使用 TensorFlow 2.0 进行分布式训练

最新推荐文章于 2023-07-04 14:17:29 发布

两个幽灵

最新推荐文章于 2023-07-04 14:17:29 发布

阅读量7.6k

点赞数 7

分类专栏： TensorFlow学习

原文链接：http://www.tensorflow.com

版权

TensorFlow学习专栏收录该内容

17 篇文章 0 订阅

订阅专栏

TensorFlow官方最新翻译：https://www.tensorflow.org/guide/distributed_training?hl=zh-cn，本文的翻译过时了

概览

tf.distribute.Strategy 是一个用于分布式训练的TensorFlow API ，横跨多GPU、多机器或TPU. 通过这个API，经过少量改造，就可以让现存的模型和训练代码支持分布式训练。

tf.distribute.Strategy 的设计目标是:

容易使用，支持多种用户，包括研究员、机器学习工程师等等
提供良好的性能、开箱即用
更容易更换策略

tf.distribute.Strategy 能被用于高级API比如 Keras, 也能用于自定义训练循环 (基于TensorFlow的各种计算).

在TensorFlow 2.0中，可以急切执行程序, 或者使用 tf.function 的图. tf.distribute.Strategy 打算支持这两种执行方式. 尽管在本文中只讨论了训练, 但是该API也可以用于在不同平台上分发评估和预测。

可以通过对代码进行很少的修改来使用 tf.distribute.Strategy , 因为TensorFlow的基础组件可以感知分布式策略. 基础组件包括变量、层、优化器、指标、摘要和检查点.

本文中，我们将解释不同类型的策略，以及在不同情况下怎么使用它们。

# Import TensorFlow
!pip install -q tf-nightly
import tensorflow as tf

ERROR: tensorflow 2.1.0 has requirement gast==0.2.2, but you'll have gast 0.3.3 which is incompatible.

分布式策略的类型

tf.distribute.Strategy 打算涵盖不同方面的许多用例。目前支持其中一些组合，将来还会添加其他组合。那么要在哪些维度上进行组合呢：

同步训练与异步训练：这是通过数据并行性分配训练的两种常用方法。在同步训练中，所有工作节点都同步地对输入数据的不同片段进行训练，并在每个步骤中汇总梯度。
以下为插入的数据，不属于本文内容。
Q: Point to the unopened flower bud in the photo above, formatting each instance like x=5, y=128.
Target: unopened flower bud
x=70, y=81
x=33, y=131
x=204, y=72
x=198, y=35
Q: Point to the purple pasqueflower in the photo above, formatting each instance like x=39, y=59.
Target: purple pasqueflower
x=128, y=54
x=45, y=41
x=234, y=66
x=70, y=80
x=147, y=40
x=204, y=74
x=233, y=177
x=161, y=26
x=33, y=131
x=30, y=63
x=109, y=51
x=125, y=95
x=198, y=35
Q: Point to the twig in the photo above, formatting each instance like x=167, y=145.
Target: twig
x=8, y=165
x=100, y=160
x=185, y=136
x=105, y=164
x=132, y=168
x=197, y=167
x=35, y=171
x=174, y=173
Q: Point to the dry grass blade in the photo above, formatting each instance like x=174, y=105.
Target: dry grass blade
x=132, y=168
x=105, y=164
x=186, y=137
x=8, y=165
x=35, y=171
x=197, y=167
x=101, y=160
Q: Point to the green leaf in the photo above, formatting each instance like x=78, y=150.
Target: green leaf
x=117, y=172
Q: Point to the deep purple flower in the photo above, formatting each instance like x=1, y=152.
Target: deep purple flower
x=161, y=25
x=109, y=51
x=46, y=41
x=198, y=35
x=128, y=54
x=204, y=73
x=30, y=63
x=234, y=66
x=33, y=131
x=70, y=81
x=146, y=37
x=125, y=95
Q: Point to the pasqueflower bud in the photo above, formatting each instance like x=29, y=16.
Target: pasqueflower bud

在异步训练中，所有工作节点都在独立训练输入数据并异步更新变量。通常情况下，同步训练通过全归约(all-reduce)实现，异步训练通过参数服务实现
硬件平台：您可能希望将训练扩展到一台计算机上的多个GPU或网络中的多台计算机（每个具有0个或多个GPU）或Cloud TPU上。

为了支持这些用例，我们提供了六种策略。下一节将说明当前在TF 2.0中的哪些场景中支持哪些策略。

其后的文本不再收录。